If you can't think of what properties you should check, "it doesn't crash" is totally legit. In a language with exceptions, you'll be shocked at what starts bubbling up when your proptests start synthesizing interesting edge cases.

# Item 11: Test system boundaries

When you think about the structure of your system, you can probably identify some important boundaries in it. Maybe they are module boundaries, microservice APIs, or an important plugin interface. Regardless of the technology, you have some API in your system with an out-sized impact on everything else, whose correctness has a large impact on everything.

Find these boundaries and proptest them; pay particular attention to the properties of the implementation which cannot be specified in the type signature or whatever IDL you're using.

# Item 12: Test the whole system

If you have acceptance tests, see if you can convert some of them to proptests. Using Data Tables in Cucumber or similar example-based testing is a good sign that you might have some proptests hidden in there that want to get out.

# Item 13: Consider disabling shrinking

Automatic shrinking is one of the great victories of property-based testing. When it works, it's magical. It's at its best when you're testing something that can execute really fast, like a relatively small purely-functional part of your system.

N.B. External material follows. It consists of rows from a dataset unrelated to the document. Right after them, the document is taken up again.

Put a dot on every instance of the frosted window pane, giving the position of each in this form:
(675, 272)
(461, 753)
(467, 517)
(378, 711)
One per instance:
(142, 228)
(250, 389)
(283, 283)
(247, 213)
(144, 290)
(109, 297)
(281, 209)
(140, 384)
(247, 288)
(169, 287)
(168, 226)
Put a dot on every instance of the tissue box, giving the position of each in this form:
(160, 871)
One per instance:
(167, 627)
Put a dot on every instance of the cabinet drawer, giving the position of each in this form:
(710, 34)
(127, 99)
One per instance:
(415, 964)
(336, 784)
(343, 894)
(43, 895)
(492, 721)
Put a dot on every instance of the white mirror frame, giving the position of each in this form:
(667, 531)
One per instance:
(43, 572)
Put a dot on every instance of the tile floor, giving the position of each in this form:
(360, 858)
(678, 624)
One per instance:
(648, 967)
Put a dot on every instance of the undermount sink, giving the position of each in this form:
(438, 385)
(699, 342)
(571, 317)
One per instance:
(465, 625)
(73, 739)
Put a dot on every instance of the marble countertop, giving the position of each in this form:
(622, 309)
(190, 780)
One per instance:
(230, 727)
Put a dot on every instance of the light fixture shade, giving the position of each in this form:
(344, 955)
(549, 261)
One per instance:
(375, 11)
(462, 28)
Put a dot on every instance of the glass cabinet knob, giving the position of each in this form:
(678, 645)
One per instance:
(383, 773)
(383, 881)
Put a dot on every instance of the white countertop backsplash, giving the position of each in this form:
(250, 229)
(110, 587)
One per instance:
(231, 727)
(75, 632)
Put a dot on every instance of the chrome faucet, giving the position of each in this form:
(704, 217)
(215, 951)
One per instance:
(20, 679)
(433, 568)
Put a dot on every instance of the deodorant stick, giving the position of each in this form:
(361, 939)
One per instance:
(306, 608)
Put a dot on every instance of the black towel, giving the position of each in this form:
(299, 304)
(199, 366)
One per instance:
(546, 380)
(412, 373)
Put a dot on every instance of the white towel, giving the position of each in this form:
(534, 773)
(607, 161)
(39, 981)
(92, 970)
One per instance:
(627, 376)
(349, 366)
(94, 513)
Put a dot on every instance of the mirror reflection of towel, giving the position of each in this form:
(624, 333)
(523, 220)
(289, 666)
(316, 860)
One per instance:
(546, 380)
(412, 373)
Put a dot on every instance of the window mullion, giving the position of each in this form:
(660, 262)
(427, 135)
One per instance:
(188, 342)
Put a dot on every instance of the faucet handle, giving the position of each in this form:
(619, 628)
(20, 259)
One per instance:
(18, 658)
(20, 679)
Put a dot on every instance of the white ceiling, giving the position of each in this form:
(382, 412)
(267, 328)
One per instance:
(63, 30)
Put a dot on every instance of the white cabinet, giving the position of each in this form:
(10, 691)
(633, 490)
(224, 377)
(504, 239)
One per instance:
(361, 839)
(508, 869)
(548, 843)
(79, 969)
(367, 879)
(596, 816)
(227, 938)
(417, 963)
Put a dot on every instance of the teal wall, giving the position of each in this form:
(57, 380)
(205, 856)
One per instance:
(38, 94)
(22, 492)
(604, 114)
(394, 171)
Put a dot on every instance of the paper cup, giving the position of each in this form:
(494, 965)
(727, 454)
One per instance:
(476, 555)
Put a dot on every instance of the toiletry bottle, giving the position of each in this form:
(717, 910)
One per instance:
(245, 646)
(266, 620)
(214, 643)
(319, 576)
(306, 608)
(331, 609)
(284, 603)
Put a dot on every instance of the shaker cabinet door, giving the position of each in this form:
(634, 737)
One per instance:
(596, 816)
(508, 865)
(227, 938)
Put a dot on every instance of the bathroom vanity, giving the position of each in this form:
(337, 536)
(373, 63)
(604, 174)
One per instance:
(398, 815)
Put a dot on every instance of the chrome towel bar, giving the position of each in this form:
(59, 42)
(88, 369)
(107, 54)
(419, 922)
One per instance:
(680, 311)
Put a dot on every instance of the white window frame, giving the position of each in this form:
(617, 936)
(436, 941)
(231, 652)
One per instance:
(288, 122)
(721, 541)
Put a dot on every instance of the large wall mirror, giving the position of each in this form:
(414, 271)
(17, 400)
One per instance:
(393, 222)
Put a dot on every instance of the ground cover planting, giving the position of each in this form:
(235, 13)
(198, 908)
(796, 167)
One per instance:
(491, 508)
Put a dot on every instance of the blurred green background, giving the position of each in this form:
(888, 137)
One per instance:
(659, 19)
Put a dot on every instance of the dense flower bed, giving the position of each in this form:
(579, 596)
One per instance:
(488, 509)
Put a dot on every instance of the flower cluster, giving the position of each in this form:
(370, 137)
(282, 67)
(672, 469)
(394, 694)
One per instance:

As you start to bring your proptests up a level or two and test larger pieces of your system, you'll find that shrinking takes a REALLY long time. This is a function of cycle time; how long it takes to run a single cycle of your test. If it takes 1 millisecond, everything's fine, but if it takes 1 second, you'll have a bad time. In cases like this, I've found it best to simply disable shrinking in the proptest framework; manual inspection of generated data which triggered the failures can just be faster sometimes.

# Conclusion

Software correctness is a tricky thing. In many circles, the prevailing value system emphasizes things like agility, convenience, and expressiveness. Others care deeply about process and specification. To me, proptests fall right in the middle of that spectrum. They're very practical and pretty easy to create once you've got the hang of it. But they also help you think of your system in a more 'formal' way, broadly considering its invariants over the domains you specify. This is the same way you'll need to think of your system as you move to more formal modes of analysis.

I hope you find some places to proptest your code. The world has too much broken software, and this is a way you can make yours better.